TXU (TXU) rallied Monday as the company found a quick fix for its problems in Europe.

Shares in the big utility company jumped 17% on news that TXU was dealing its British operations to Germany's E.On for $2.13 billion in cash, plus $375 million in debt assumption. The sale comes as TXU investors endure a stormy October featuring cuts in the company's debt ratings and dividend payout and the reversal of a years-old European expansion plan.

The rally pushed TXU shares up $1.74 to $13.12. Still, the last month's events have hit shareholders hard: TXU stock brought more than $40 only a month ago.

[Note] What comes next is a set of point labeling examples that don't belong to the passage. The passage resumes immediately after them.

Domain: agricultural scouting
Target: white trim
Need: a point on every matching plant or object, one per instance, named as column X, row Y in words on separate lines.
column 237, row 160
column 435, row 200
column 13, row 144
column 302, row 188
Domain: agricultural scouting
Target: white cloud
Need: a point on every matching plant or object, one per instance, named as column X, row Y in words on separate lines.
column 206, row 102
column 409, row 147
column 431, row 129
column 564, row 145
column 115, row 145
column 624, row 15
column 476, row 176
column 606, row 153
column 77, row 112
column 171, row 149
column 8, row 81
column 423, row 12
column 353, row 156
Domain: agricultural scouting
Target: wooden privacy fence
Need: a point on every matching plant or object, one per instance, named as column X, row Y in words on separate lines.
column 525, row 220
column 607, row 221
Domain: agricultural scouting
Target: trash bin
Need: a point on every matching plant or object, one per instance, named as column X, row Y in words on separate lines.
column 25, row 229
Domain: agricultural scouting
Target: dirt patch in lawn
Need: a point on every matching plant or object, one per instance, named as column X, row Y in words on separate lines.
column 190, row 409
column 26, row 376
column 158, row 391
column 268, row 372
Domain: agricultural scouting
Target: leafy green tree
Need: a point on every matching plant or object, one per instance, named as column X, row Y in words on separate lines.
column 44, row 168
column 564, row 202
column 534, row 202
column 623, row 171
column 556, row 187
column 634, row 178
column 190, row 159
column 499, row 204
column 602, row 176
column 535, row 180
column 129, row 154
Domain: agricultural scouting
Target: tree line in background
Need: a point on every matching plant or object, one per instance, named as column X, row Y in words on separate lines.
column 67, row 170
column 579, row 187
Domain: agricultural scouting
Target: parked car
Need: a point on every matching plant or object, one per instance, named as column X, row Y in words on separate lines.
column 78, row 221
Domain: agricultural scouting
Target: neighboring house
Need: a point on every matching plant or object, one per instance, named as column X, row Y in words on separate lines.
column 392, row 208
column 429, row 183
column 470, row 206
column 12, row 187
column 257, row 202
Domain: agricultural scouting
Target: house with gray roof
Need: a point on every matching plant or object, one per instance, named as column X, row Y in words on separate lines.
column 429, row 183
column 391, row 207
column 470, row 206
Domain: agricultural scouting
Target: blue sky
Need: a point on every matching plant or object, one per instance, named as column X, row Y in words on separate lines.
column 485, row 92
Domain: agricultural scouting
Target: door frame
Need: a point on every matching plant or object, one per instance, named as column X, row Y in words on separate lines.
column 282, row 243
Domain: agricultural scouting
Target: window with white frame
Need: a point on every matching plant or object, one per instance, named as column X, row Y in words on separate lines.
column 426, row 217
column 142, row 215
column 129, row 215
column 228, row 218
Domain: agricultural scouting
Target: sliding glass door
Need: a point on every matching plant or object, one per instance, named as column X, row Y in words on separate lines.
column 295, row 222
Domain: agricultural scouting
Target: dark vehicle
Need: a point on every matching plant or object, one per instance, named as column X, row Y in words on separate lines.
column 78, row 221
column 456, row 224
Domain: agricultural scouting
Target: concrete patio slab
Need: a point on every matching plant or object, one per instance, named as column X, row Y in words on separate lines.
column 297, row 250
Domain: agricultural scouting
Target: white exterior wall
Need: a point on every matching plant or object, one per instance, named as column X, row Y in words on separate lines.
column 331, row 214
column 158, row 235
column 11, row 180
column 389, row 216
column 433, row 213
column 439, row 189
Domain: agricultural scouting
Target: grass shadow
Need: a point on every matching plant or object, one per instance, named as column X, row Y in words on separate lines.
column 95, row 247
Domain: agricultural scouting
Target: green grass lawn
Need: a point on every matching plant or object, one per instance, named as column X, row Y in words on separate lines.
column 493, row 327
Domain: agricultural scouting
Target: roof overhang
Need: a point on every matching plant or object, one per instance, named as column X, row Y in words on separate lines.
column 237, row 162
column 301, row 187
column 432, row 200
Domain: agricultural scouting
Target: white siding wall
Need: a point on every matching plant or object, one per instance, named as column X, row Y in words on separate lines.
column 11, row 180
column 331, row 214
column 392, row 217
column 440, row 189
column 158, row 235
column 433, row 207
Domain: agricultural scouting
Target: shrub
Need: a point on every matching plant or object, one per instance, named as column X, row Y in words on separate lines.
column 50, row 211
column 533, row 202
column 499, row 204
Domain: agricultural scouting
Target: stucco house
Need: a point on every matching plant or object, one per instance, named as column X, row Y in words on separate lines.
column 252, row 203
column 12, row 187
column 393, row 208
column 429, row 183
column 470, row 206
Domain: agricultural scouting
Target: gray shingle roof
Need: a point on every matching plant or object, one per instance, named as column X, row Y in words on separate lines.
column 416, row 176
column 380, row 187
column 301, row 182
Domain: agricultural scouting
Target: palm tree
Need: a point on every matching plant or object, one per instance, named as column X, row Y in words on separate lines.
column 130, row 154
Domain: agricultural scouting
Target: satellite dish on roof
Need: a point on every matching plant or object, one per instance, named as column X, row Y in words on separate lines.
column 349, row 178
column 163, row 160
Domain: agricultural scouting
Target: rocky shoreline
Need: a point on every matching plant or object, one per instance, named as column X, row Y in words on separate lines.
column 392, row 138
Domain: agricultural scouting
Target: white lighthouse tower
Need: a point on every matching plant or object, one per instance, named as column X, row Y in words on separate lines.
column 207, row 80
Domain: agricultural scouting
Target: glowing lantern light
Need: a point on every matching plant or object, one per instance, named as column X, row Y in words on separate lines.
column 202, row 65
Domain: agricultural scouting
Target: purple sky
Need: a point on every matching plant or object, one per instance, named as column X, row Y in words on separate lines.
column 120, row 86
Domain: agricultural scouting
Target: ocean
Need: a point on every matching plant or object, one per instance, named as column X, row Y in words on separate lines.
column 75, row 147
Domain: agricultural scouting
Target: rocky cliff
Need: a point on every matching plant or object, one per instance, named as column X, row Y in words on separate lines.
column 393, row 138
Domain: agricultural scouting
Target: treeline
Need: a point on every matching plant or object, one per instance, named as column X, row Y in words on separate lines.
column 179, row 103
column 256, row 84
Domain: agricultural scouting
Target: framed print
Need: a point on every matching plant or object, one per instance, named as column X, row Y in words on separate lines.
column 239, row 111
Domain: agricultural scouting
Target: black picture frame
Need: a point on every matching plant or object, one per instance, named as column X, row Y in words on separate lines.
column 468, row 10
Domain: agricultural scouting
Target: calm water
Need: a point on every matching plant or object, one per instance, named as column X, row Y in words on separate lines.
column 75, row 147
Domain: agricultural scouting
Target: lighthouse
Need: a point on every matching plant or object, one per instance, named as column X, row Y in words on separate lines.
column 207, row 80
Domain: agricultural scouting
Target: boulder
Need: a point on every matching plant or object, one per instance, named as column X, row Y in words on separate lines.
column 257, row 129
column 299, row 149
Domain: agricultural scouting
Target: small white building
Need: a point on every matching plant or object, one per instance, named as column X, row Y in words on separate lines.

October hasn't been kind to utility investors in general, but TXU holders have been particularly hard hit. Just a week ago the stock plunged 40% as the company

conceded that its European venture was a failure that was sapping the company's eroding financial strength. Earlier, ratings agencies cut TXU's debt ratings, forcing the company to slash its dividend just a week after reassuring investors that the payout was safe.

With the sale, E.On's Powergen unit gains 5.3 million U.K. power and gas customers and 2.9 gigawatts of power generation. The deal will help raise some much-needed cash at TXU, but it will come at the expense of the company's balance sheet: TXU said Monday it would take a $3 billion to $4.5 billion writeoff for the sale of the businesses.

Dallas-based TXU expanded into Europe in the 1990s, but the foray turned sour when U.K. wholesale electricity prices fell and remained depressed. TXU last Monday abandoned a plan to spend $700 million propping up its European subsidiary and instead put it up for sale at auction. The British unit attracted four bidders.